Cohen, whose offices and home were raided by the feds early last month, has said that he used his home-equity credit line to make a $130,000 hush payment to Daniels less than a month before the election in 2016. Documents related to that payment were among those that investigators had sought in the raid, and the Justice Department subsequently announced that Cohen’s business dealings had been under investigation for months.
In addition to looking into whether Cohen broke campaign finance laws in using his own money to get rid of the president’s dirty laundry, the Journal reports that prosecutors are also investigating whether Cohen committed bank fraud by making false statements about the value of his assets, or misstated the intended purpose of his loans.
As Adam Schuman, a former federal prosecutor, commented to the Journal, “If [Cohen] didn’t anticipate using these funds to assist with these types of third-party payments [in the service of Trump], then why did he still have the funds to pay Stormy Daniels if they were intended for some earlier, innocuous purpose?”

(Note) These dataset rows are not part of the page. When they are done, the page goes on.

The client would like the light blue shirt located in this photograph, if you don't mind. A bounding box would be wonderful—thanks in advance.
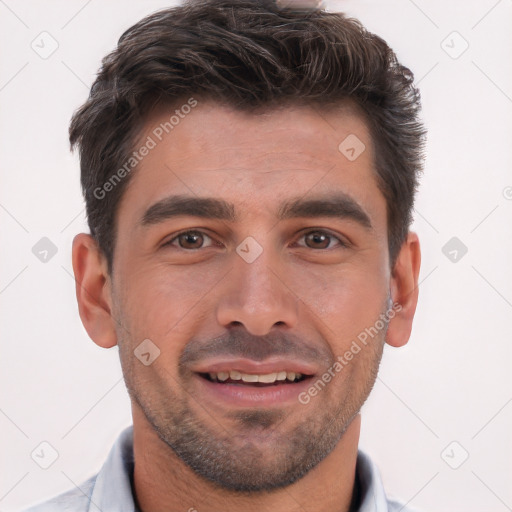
[23,425,416,512]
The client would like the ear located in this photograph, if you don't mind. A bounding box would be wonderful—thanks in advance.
[71,233,117,348]
[385,231,421,348]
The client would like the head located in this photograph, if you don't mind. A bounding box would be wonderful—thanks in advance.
[71,0,424,493]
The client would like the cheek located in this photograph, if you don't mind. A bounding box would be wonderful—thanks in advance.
[119,262,225,341]
[289,261,388,345]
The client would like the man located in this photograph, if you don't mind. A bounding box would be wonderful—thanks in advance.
[25,0,425,510]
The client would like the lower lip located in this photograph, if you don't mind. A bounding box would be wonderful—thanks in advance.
[194,374,314,407]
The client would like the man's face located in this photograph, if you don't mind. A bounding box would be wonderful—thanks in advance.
[111,101,392,491]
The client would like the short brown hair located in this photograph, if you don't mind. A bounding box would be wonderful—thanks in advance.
[69,0,426,274]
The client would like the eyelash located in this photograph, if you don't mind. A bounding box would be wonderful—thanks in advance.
[162,229,349,250]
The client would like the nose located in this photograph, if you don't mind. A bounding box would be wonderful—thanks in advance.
[216,247,299,336]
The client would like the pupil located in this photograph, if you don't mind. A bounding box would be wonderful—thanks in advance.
[308,232,328,249]
[182,232,202,248]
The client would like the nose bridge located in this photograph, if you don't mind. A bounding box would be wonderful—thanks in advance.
[216,238,299,335]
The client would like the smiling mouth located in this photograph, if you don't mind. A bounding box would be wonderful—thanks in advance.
[199,370,310,387]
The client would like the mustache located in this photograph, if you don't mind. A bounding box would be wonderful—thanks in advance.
[180,328,332,368]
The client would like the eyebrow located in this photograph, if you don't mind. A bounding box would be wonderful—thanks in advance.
[277,194,372,230]
[139,193,373,231]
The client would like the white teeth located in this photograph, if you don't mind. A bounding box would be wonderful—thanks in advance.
[258,372,277,383]
[207,370,304,383]
[241,373,259,383]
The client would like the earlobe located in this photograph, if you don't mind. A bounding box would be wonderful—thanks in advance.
[71,233,118,348]
[385,232,421,348]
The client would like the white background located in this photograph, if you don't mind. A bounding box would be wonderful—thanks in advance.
[1,1,511,511]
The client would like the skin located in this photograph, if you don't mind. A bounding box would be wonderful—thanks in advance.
[72,100,421,512]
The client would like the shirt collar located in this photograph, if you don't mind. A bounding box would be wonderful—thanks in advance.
[89,425,393,512]
[88,425,136,512]
[355,449,391,512]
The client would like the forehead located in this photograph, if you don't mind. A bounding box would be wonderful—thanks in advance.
[116,100,386,232]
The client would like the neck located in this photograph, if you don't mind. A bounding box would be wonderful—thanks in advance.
[132,406,361,512]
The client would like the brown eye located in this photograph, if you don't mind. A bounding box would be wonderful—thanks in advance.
[305,231,330,249]
[178,231,204,249]
[299,230,346,250]
[164,230,214,250]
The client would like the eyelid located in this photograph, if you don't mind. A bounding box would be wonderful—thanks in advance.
[294,228,349,249]
[162,229,218,249]
[161,227,350,250]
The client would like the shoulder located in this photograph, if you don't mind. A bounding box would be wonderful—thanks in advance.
[21,474,97,512]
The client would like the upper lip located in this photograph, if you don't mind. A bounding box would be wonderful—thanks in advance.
[190,357,318,376]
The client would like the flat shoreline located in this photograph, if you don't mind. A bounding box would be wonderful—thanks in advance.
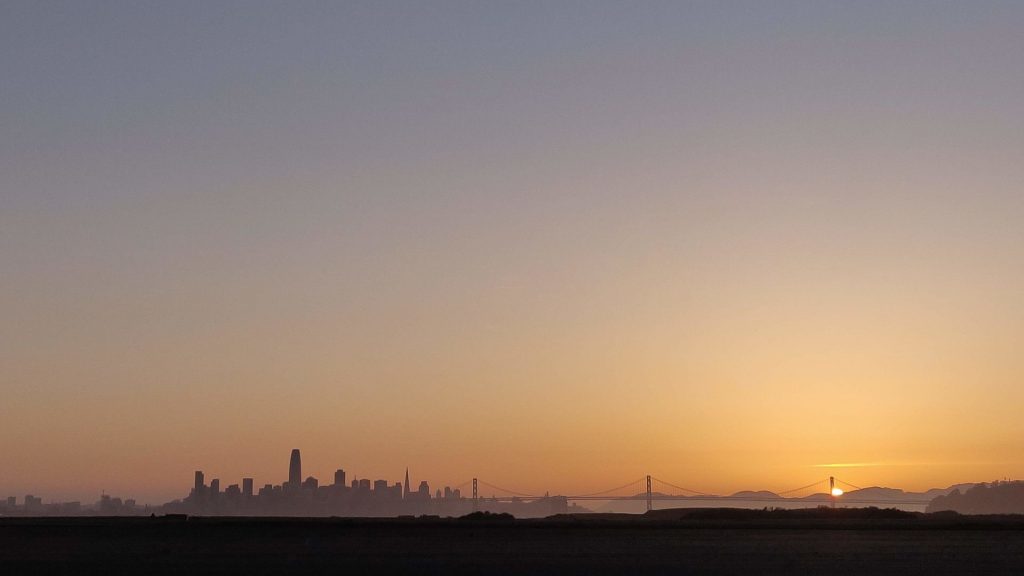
[5,512,1024,575]
[5,506,1024,528]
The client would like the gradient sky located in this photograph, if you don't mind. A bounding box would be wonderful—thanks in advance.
[3,1,1024,504]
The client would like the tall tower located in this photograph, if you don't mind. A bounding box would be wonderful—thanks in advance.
[289,449,302,487]
[404,468,410,500]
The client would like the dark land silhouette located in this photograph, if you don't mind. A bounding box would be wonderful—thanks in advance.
[5,450,1024,574]
[4,509,1024,575]
[927,481,1024,514]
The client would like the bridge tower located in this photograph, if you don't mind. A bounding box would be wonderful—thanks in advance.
[829,476,835,509]
[646,475,652,512]
[472,478,478,512]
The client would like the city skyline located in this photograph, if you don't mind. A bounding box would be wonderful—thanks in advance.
[4,446,992,519]
[0,446,1000,510]
[4,2,1024,505]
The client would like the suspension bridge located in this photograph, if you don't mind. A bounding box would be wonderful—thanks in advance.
[450,476,933,512]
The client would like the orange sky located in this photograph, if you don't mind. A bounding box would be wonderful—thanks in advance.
[3,2,1024,504]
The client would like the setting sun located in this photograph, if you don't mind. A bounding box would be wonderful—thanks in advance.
[831,488,844,497]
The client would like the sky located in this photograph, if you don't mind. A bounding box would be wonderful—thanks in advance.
[2,1,1024,504]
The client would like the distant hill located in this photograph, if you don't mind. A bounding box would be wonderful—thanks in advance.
[589,482,980,514]
[927,481,1024,514]
[829,487,930,503]
[847,487,910,500]
[798,484,977,504]
[923,483,978,498]
[729,491,781,499]
[797,492,831,502]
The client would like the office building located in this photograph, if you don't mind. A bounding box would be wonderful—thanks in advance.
[289,449,302,486]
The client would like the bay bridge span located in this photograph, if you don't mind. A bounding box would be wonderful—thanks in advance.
[451,476,935,512]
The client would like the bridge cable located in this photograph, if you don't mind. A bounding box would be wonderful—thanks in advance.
[567,478,646,498]
[835,478,864,491]
[776,478,830,495]
[651,477,713,497]
[476,480,541,498]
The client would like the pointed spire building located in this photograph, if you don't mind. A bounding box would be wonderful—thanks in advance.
[289,449,302,487]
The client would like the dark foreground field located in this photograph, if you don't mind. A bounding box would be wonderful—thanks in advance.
[4,510,1024,575]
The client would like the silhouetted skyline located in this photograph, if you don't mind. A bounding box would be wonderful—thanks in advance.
[6,447,1012,518]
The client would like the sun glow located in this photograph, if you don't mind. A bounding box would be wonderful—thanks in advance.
[831,488,844,497]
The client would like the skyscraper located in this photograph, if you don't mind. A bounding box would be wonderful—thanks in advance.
[242,478,253,498]
[404,468,410,500]
[194,471,204,495]
[289,449,301,486]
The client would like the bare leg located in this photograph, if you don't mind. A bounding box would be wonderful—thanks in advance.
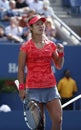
[46,98,63,130]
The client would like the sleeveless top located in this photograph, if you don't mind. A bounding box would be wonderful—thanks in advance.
[20,38,57,88]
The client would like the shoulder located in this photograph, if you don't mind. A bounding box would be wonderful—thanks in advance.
[70,78,76,83]
[45,37,56,45]
[20,39,32,51]
[59,77,64,82]
[45,38,57,50]
[22,38,32,45]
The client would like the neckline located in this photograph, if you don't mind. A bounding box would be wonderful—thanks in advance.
[31,39,46,50]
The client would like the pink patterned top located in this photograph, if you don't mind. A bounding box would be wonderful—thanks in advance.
[20,39,57,88]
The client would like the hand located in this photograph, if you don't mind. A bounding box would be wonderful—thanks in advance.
[19,89,26,100]
[57,43,64,53]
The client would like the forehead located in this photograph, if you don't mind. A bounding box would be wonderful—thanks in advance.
[33,19,44,25]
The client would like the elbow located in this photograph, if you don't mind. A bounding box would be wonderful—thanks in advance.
[55,61,64,70]
[56,65,63,70]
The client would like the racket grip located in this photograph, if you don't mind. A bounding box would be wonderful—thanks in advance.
[14,80,19,90]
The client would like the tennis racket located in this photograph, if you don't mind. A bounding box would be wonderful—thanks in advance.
[14,80,42,130]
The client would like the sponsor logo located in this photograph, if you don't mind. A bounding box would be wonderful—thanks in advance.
[8,63,27,73]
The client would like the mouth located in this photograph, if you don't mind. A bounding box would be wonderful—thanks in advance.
[39,28,44,32]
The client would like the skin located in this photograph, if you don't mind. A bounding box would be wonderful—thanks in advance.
[18,19,64,130]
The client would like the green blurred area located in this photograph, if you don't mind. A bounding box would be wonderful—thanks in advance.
[0,79,17,93]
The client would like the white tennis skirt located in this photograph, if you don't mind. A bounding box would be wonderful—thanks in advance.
[26,86,60,103]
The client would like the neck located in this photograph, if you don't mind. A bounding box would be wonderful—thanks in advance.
[32,34,46,49]
[32,34,43,44]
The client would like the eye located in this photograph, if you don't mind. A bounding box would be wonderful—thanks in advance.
[35,21,44,26]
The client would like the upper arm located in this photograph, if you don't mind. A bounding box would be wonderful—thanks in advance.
[73,81,78,92]
[18,50,27,71]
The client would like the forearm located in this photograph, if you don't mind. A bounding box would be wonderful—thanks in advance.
[53,51,64,69]
[53,43,64,69]
[18,68,24,84]
[18,67,26,91]
[18,68,26,99]
[56,57,64,69]
[53,55,64,69]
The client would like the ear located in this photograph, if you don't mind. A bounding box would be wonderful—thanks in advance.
[29,26,33,31]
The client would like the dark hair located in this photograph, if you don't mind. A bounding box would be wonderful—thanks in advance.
[27,15,36,27]
[64,69,70,75]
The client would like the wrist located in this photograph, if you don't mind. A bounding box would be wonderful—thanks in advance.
[58,51,64,57]
[19,83,25,90]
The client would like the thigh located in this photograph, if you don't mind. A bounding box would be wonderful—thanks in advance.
[46,99,62,121]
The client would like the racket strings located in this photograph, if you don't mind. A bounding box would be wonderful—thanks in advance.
[23,101,42,130]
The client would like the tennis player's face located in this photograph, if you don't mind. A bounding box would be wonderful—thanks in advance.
[32,20,45,35]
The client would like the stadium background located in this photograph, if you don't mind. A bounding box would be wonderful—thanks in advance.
[0,0,81,130]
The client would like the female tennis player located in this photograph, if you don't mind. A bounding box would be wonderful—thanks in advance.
[18,14,64,130]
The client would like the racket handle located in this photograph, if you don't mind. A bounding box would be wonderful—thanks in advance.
[14,80,28,102]
[14,80,19,90]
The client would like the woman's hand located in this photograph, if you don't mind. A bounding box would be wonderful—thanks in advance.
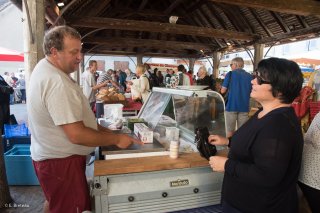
[208,135,229,146]
[209,156,228,172]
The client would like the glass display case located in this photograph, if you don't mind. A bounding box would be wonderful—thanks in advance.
[139,87,226,150]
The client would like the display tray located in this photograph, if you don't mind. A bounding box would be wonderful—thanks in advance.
[102,99,128,107]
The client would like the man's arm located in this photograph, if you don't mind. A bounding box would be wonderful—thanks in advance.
[92,81,107,91]
[61,121,142,149]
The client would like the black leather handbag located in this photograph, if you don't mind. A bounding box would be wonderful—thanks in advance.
[195,127,217,160]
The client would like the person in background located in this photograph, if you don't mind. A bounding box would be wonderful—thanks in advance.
[298,112,320,213]
[196,66,215,90]
[187,70,194,85]
[28,26,142,213]
[82,60,107,110]
[156,70,164,87]
[128,64,150,103]
[4,72,14,104]
[18,74,26,103]
[221,57,252,138]
[164,68,173,88]
[208,57,303,213]
[118,69,127,92]
[97,69,112,85]
[0,74,12,134]
[177,64,190,86]
[124,68,136,81]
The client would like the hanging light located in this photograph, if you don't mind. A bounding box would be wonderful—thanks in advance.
[169,16,179,24]
[57,2,65,7]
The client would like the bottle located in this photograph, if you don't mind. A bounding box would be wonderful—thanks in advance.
[170,141,180,159]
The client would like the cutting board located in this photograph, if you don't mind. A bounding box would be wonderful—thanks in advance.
[94,149,228,176]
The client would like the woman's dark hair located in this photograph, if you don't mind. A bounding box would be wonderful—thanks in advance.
[257,57,303,104]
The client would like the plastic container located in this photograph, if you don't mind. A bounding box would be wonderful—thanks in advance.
[170,141,180,159]
[4,123,30,138]
[104,104,123,121]
[4,144,39,185]
[2,135,31,153]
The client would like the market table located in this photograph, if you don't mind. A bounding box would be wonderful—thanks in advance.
[122,98,142,116]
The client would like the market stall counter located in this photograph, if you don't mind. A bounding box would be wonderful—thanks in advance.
[92,87,227,213]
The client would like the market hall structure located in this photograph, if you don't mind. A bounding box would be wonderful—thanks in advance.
[2,0,320,212]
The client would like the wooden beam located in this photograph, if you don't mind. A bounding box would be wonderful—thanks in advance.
[296,16,309,28]
[250,9,274,37]
[86,0,111,17]
[270,11,290,33]
[259,25,320,43]
[68,17,257,41]
[83,37,215,51]
[208,0,320,16]
[85,50,201,59]
[164,0,184,15]
[138,0,148,11]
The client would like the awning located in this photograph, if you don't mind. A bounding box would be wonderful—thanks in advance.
[0,47,24,62]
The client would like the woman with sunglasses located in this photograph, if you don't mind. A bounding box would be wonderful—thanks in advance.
[208,57,304,213]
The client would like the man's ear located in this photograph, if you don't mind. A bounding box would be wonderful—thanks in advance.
[50,47,58,57]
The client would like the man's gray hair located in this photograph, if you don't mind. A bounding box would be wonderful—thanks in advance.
[43,26,81,56]
[231,57,244,69]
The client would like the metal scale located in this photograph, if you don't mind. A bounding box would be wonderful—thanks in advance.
[92,87,227,213]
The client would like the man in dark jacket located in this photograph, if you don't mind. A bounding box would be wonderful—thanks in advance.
[0,75,12,134]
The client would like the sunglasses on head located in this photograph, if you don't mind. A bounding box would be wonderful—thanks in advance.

It also seems that President Trump has been caught lying about whether or not he knew about the payment to Daniels. The New York Times reported on Friday that when Trump denied knowing about it in April, he had in fact known for months. And Trump’s newest legal team member and foot-in-mouth enthusiast, Rudy Giuliani, said this week that the president had reimbursed Cohen for the payment to Daniels, contradicting Cohen’s previous claims that he did the good deed without coordination with Trump. The president quickly acknowledged the payment, but said it didn’t involve campaign money and that Cohen was paid via retainer. Giuliani has since tried to walk back his admission, after first explaining that he was following a Trump-agreed-upon plan to release that information.